The good news about the Rule is that the agency did not propose any changes to the substance of the two-midnight rule. With all the recent attention given to observation, I was really concerned that CMS was going to make a change. You’ll recall that in the 2016 IPPS Rule, CMS added the exception for physician judgment that a patient required inpatient care despite an expectation of fewer than two midnights of hospital care being necessary.
This time I was expecting a new exception for patient judgment when the patient or family insists that they be admitted as inpatient. Luckily, CMS did not listen to Kate Snow from NBC News, AARP, or the Center for Medicare Advocacy, and it did not propose such a modification.
But one of the changes that was proposed has raised a few eyebrows. Each year, CMS reviews DRG weighting, and for this, year one of the substantive changes, they have proposed to move all ankle replacement surgeries from DRG 470 (DRG weight 2.0671, total joint replacement without a major complication or comorbidity) (an MCC) to DRG 469 (weight 3.2906), which for now is called total joint replacement with MCC (major complication or comorbidity).
In other words, even if the patient has no MCC, their surgery will be paid via a DRG weighted for an MCC. Why is this? Well, CMS claims that the costs of even the most basic ankle replacement exceed the payment associated with DRG 470. And who would have guessed that the new Secretary of Health and Human Services, Dr. Tom Price, just happens to be an orthopedic surgeon who was criticized by many when his financial advisor purchased stock in the manufacturer of the ankle implants just prior to his Senate confirmation hearings.
There is one other noteworthy DRG change. If a patient presents with a stroke, gets thrombolytic treatment, and the deficit resolves and the physician documents the final diagnosis as transient ischemic attack (TIA), that admission will no longer fall into the low-weighted DRG 069 (DRG weight 0.7373) but will move to the DRG triad for stroke with thrombolytic agent (DRG weights 1.567 to 2.7367). That’s good for hospitals, as these patients were actually having a stroke, and excellent care prevented it.
Second, last week was the first in over a year that the U.S. Supreme Court had a full contingent of nine justices, with Neil Gorsuch taking his seat. And on the first day of arguments, the court heard a case concerning federal employee grievance rights.

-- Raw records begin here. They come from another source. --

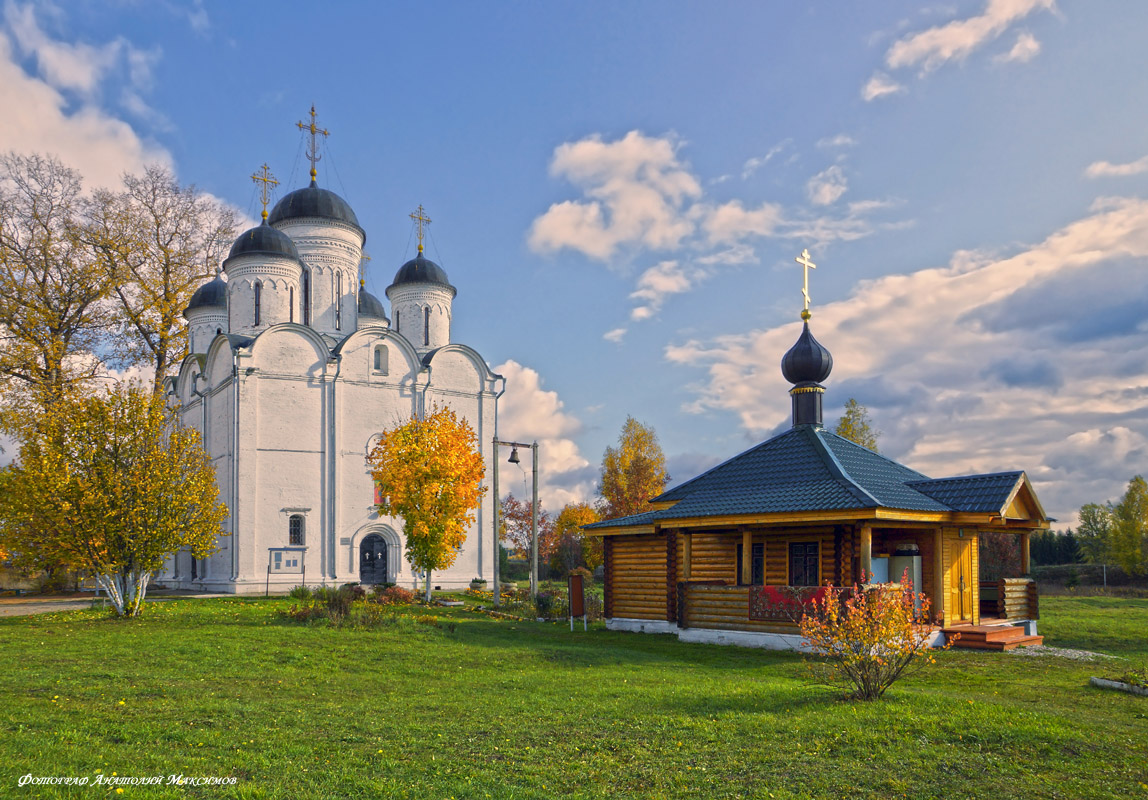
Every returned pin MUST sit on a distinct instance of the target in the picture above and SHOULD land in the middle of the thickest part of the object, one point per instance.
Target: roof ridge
(836, 468)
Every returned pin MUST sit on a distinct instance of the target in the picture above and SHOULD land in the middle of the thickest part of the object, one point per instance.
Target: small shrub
(394, 596)
(868, 639)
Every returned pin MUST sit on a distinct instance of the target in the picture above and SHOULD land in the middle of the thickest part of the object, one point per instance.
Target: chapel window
(805, 564)
(307, 296)
(295, 529)
(757, 565)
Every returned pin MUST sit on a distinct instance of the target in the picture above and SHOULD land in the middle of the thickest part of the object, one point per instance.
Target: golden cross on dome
(264, 177)
(804, 261)
(421, 219)
(312, 154)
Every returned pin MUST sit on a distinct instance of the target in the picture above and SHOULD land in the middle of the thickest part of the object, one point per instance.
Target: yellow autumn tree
(633, 472)
(111, 484)
(429, 473)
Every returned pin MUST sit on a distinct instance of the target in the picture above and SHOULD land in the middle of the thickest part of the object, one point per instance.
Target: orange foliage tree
(111, 484)
(429, 472)
(868, 637)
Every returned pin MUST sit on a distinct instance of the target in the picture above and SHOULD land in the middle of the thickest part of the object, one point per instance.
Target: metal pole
(495, 536)
(534, 527)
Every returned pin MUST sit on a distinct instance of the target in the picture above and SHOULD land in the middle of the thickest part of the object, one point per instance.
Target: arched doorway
(373, 560)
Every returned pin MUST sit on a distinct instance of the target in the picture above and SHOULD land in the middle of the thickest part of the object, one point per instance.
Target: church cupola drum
(420, 297)
(807, 363)
(330, 241)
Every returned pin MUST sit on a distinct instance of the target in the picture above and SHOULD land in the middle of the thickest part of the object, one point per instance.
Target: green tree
(855, 425)
(111, 484)
(429, 472)
(1129, 528)
(1094, 533)
(631, 473)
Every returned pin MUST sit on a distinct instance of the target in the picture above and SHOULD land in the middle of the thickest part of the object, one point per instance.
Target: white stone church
(295, 370)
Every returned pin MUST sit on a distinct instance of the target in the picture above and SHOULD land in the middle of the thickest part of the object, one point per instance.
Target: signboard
(576, 588)
(286, 561)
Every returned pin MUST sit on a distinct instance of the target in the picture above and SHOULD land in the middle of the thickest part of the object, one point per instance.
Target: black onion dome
(370, 305)
(807, 362)
(420, 270)
(263, 240)
(315, 202)
(211, 295)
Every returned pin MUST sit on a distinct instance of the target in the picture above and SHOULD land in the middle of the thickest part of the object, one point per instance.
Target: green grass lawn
(497, 708)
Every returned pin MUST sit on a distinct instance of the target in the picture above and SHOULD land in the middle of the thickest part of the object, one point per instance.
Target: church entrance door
(373, 560)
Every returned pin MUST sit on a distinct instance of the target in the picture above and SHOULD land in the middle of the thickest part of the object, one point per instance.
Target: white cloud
(955, 40)
(839, 140)
(38, 118)
(1103, 169)
(879, 85)
(527, 412)
(634, 191)
(990, 363)
(827, 187)
(755, 163)
(1025, 49)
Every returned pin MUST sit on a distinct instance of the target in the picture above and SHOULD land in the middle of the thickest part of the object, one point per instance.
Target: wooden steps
(990, 637)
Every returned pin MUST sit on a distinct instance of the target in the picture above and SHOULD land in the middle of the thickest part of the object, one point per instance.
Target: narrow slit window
(307, 296)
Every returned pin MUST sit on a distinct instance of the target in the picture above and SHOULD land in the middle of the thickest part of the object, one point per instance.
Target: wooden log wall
(714, 557)
(721, 607)
(637, 577)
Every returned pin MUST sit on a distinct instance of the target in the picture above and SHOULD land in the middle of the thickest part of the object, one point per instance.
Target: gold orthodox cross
(420, 219)
(264, 177)
(804, 261)
(312, 154)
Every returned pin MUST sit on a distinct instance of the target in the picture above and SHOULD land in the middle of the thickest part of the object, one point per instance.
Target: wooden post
(867, 553)
(687, 554)
(939, 575)
(746, 557)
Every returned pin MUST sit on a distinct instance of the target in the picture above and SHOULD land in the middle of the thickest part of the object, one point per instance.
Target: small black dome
(210, 295)
(370, 305)
(420, 270)
(807, 362)
(265, 241)
(315, 202)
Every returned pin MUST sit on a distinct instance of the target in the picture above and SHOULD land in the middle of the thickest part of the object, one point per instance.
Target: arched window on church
(307, 296)
(295, 530)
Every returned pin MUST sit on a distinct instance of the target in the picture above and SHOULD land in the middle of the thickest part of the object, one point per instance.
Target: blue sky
(619, 191)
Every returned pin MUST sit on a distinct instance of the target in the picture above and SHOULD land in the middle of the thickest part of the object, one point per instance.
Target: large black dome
(420, 270)
(807, 362)
(315, 202)
(212, 295)
(370, 305)
(263, 240)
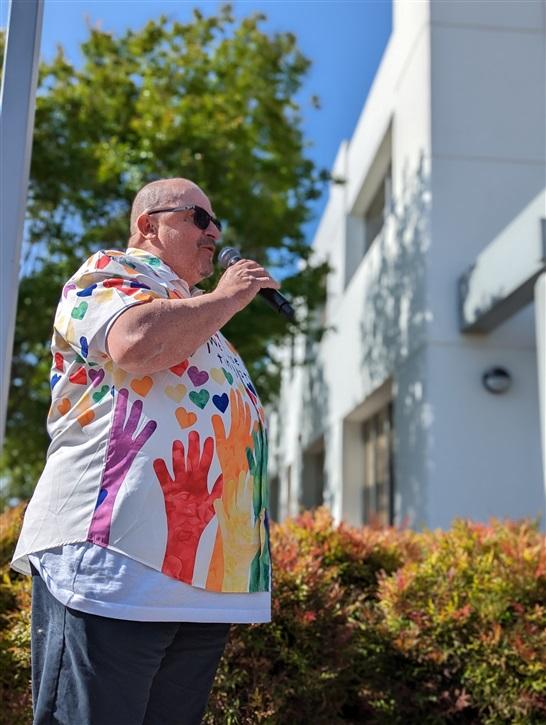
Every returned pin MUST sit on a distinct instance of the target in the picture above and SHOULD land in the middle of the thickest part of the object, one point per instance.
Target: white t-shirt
(96, 580)
(168, 469)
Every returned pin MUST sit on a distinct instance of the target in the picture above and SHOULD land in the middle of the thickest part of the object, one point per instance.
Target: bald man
(147, 534)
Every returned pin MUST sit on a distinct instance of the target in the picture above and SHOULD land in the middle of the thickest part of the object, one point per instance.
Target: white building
(436, 240)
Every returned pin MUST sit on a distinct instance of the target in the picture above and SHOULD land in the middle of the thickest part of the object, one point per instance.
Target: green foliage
(369, 626)
(212, 100)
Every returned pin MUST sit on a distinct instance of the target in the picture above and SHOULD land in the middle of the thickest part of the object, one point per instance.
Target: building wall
(488, 143)
(433, 108)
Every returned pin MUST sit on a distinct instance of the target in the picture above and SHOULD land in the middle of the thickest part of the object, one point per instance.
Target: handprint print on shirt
(188, 503)
(240, 539)
(240, 535)
(122, 451)
(257, 463)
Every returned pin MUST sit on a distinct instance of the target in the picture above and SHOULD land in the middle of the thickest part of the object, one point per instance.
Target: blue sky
(344, 39)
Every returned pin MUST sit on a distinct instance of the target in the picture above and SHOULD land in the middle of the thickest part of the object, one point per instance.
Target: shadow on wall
(316, 396)
(393, 331)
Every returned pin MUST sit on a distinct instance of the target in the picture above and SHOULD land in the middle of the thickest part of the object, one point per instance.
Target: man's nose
(213, 231)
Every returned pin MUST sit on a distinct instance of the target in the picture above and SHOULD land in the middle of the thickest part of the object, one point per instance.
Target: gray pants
(91, 670)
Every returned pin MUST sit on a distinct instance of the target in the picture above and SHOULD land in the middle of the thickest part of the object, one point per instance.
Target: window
(378, 468)
(375, 214)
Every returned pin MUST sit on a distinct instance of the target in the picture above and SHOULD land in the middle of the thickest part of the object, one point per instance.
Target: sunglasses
(201, 217)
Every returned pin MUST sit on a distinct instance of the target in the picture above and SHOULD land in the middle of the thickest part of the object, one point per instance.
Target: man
(147, 534)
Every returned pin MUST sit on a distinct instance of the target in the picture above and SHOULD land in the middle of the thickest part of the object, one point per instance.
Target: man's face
(188, 250)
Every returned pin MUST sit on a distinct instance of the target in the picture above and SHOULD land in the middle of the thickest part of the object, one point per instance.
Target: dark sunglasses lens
(202, 219)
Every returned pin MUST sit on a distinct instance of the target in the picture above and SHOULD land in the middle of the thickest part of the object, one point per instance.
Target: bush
(370, 626)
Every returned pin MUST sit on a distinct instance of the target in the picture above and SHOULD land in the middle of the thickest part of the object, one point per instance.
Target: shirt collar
(164, 271)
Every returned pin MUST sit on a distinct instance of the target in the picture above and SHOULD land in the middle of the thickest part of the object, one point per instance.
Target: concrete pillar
(19, 80)
(540, 322)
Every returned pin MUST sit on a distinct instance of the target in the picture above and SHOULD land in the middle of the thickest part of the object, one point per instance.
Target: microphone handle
(274, 299)
(278, 302)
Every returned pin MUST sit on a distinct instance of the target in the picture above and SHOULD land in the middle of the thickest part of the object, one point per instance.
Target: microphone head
(228, 256)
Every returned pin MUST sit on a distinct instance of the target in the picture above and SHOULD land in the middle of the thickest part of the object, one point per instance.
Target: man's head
(175, 236)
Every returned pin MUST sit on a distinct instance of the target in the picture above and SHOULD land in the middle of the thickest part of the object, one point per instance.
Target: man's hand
(242, 281)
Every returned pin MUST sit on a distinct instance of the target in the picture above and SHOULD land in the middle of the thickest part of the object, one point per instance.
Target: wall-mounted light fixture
(496, 380)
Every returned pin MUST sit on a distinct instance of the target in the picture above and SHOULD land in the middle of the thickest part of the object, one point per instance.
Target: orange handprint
(231, 448)
(240, 535)
(188, 504)
(240, 538)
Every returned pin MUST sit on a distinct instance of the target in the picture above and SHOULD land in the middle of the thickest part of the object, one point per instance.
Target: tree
(212, 100)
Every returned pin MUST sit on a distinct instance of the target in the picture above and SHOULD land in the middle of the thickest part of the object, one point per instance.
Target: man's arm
(156, 335)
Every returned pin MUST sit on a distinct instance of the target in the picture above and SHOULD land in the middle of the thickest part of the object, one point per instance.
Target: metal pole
(17, 104)
(540, 321)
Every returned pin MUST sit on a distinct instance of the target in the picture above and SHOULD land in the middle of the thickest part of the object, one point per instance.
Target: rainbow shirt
(169, 469)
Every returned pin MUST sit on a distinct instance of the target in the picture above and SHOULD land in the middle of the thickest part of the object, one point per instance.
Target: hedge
(369, 626)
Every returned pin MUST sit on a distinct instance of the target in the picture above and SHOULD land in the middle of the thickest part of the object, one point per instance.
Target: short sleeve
(103, 288)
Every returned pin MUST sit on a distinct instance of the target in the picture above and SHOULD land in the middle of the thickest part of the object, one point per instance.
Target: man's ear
(145, 225)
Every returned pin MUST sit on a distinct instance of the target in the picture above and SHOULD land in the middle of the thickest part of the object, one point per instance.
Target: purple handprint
(122, 450)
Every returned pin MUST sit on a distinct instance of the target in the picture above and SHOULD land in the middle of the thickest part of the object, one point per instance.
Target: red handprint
(188, 503)
(122, 450)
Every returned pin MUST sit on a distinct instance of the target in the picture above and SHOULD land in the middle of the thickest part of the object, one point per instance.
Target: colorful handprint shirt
(169, 469)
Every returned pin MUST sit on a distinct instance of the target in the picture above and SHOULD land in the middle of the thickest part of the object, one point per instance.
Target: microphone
(230, 255)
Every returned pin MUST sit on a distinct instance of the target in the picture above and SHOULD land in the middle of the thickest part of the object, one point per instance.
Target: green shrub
(370, 626)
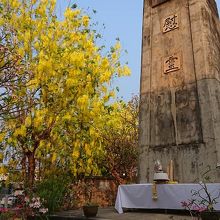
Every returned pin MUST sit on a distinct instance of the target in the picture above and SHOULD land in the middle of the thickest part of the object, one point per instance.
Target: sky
(123, 20)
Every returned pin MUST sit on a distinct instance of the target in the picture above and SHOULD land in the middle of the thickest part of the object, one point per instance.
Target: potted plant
(202, 203)
(90, 208)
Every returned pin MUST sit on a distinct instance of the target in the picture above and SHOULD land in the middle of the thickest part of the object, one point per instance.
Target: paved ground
(110, 213)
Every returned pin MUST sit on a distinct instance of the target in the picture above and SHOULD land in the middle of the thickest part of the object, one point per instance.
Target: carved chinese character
(171, 63)
(170, 23)
(158, 2)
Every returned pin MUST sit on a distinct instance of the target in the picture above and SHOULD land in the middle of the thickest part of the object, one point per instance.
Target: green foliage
(52, 190)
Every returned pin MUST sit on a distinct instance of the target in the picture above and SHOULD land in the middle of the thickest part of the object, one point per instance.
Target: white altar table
(170, 196)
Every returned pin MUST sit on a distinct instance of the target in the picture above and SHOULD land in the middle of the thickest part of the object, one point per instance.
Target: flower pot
(90, 210)
(210, 215)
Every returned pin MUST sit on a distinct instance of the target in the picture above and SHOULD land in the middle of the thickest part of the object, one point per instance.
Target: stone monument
(180, 88)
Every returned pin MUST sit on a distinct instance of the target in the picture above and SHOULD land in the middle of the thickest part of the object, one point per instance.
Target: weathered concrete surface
(110, 213)
(180, 111)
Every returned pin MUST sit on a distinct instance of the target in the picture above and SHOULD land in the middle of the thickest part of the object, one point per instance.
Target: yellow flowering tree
(64, 95)
(120, 136)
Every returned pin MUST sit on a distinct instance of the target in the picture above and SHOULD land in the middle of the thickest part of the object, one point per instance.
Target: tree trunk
(31, 169)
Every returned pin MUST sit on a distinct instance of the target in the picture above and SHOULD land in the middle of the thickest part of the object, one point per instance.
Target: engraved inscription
(170, 23)
(171, 63)
(158, 2)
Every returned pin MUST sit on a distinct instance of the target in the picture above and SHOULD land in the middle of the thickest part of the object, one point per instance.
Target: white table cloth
(170, 196)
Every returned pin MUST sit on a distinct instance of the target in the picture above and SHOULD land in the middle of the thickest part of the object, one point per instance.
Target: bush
(52, 190)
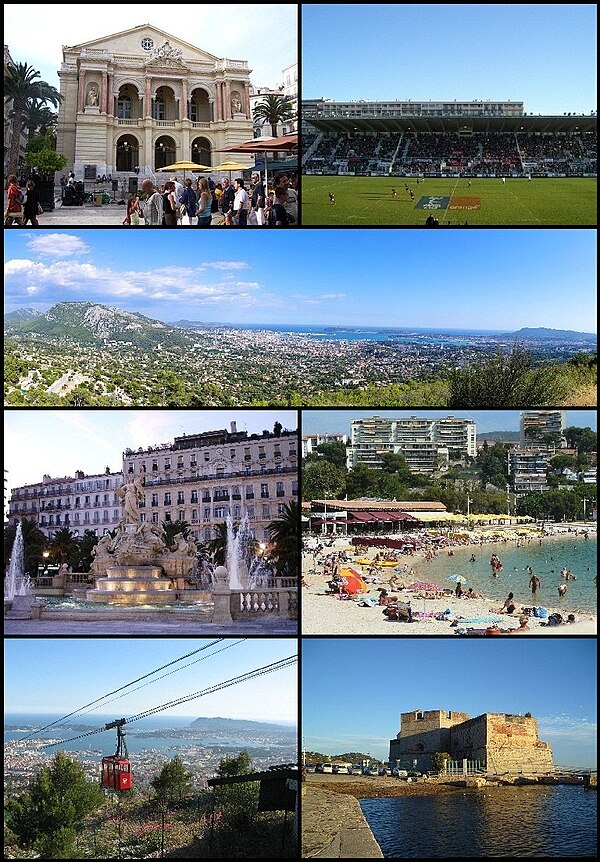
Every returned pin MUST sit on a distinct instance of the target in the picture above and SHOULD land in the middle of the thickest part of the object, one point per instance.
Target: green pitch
(368, 201)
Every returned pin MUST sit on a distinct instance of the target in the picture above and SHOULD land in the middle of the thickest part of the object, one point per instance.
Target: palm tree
(21, 86)
(217, 547)
(64, 546)
(38, 118)
(272, 110)
(284, 538)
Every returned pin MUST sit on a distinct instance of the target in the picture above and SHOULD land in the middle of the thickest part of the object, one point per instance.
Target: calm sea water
(546, 560)
(501, 821)
(105, 742)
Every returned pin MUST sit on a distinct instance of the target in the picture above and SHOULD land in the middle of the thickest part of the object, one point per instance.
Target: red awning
(400, 516)
(363, 516)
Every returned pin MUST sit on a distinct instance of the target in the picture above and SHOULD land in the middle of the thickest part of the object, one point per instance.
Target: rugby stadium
(446, 164)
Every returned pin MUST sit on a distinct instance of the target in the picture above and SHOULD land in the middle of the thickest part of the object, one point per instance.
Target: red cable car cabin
(116, 773)
(116, 769)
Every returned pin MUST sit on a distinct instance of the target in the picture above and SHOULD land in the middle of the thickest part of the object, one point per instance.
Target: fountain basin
(132, 585)
(139, 597)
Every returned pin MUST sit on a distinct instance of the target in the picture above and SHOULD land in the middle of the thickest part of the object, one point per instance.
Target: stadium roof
(524, 123)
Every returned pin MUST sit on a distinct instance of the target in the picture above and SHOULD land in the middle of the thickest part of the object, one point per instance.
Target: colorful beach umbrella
(353, 582)
(423, 585)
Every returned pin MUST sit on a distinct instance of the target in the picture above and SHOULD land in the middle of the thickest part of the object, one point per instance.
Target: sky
(338, 421)
(354, 689)
(58, 442)
(264, 35)
(541, 54)
(492, 279)
(63, 674)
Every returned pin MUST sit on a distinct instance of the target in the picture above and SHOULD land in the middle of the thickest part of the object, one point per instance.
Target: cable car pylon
(116, 769)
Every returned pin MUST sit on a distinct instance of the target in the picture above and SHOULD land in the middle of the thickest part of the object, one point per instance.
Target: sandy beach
(328, 615)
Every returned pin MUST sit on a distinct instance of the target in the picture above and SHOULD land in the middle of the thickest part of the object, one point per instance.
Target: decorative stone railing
(279, 602)
(43, 582)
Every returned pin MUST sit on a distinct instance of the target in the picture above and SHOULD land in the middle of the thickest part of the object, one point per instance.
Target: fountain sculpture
(17, 583)
(135, 567)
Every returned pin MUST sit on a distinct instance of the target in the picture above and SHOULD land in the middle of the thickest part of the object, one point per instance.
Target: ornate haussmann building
(145, 99)
(199, 478)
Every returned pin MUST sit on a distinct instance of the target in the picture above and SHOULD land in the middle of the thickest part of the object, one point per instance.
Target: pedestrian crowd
(206, 203)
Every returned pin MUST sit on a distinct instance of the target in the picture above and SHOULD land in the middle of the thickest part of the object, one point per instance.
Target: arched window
(124, 108)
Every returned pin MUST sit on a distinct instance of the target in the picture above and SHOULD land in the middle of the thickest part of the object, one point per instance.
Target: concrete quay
(334, 827)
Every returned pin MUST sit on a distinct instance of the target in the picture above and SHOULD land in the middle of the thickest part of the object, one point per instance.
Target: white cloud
(58, 244)
(88, 281)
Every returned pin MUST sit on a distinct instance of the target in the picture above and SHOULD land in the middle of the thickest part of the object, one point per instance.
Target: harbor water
(495, 822)
(546, 560)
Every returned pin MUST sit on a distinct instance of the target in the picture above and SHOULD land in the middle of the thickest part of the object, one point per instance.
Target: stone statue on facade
(165, 51)
(131, 493)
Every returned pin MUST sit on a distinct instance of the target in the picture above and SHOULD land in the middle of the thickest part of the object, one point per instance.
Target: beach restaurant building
(373, 516)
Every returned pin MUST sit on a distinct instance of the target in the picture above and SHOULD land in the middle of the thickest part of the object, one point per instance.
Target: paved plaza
(126, 628)
(108, 215)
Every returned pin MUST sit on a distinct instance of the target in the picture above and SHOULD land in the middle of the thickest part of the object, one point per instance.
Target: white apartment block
(528, 469)
(310, 442)
(427, 444)
(535, 425)
(203, 478)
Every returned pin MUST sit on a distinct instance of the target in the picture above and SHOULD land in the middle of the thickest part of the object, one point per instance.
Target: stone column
(219, 100)
(221, 597)
(147, 157)
(148, 100)
(110, 106)
(283, 603)
(184, 98)
(228, 113)
(81, 94)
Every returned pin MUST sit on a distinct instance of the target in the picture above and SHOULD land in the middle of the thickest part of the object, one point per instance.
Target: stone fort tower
(502, 742)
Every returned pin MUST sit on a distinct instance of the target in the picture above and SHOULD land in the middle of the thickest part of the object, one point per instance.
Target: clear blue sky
(490, 279)
(541, 54)
(59, 24)
(62, 674)
(338, 421)
(354, 689)
(58, 442)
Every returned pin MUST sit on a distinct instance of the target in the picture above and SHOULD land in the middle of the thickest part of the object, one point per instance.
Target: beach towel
(494, 619)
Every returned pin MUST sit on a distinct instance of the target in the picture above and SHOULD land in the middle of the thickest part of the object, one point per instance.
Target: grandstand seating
(449, 153)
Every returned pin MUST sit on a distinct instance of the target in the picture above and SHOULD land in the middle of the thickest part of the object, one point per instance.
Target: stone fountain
(135, 567)
(16, 582)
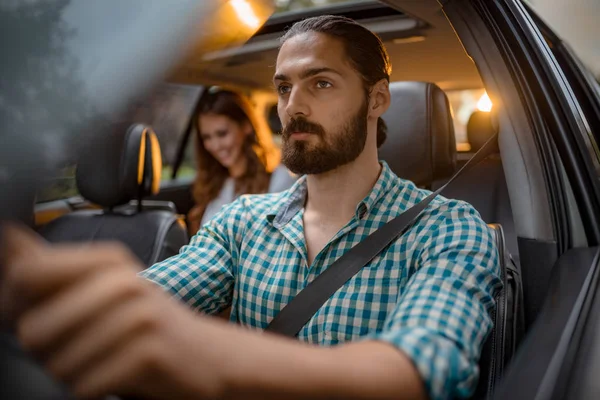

During oral arguments, Justice Alito commented about the federal rules and said “nobody who is not a lawyer and no ordinary lawyer could read these statutes and figure out what they are supposed to do.” He went on to say the statute’s drafter must have been “somebody who takes pleasure out of pulling the wings off flies.” One lawyer called it a fool’s errand for a layperson to try to interpret federal regulations.
As I read this, all I could think about is the struggles we all have interpreting CMS regulations. Who would have guessed that the Supreme Court feels the same way about federal regulations?
And of course, I wonder if we went into the lunch room in the CMS office where new regulations are drafted, if we would see flies having to walk from table to table.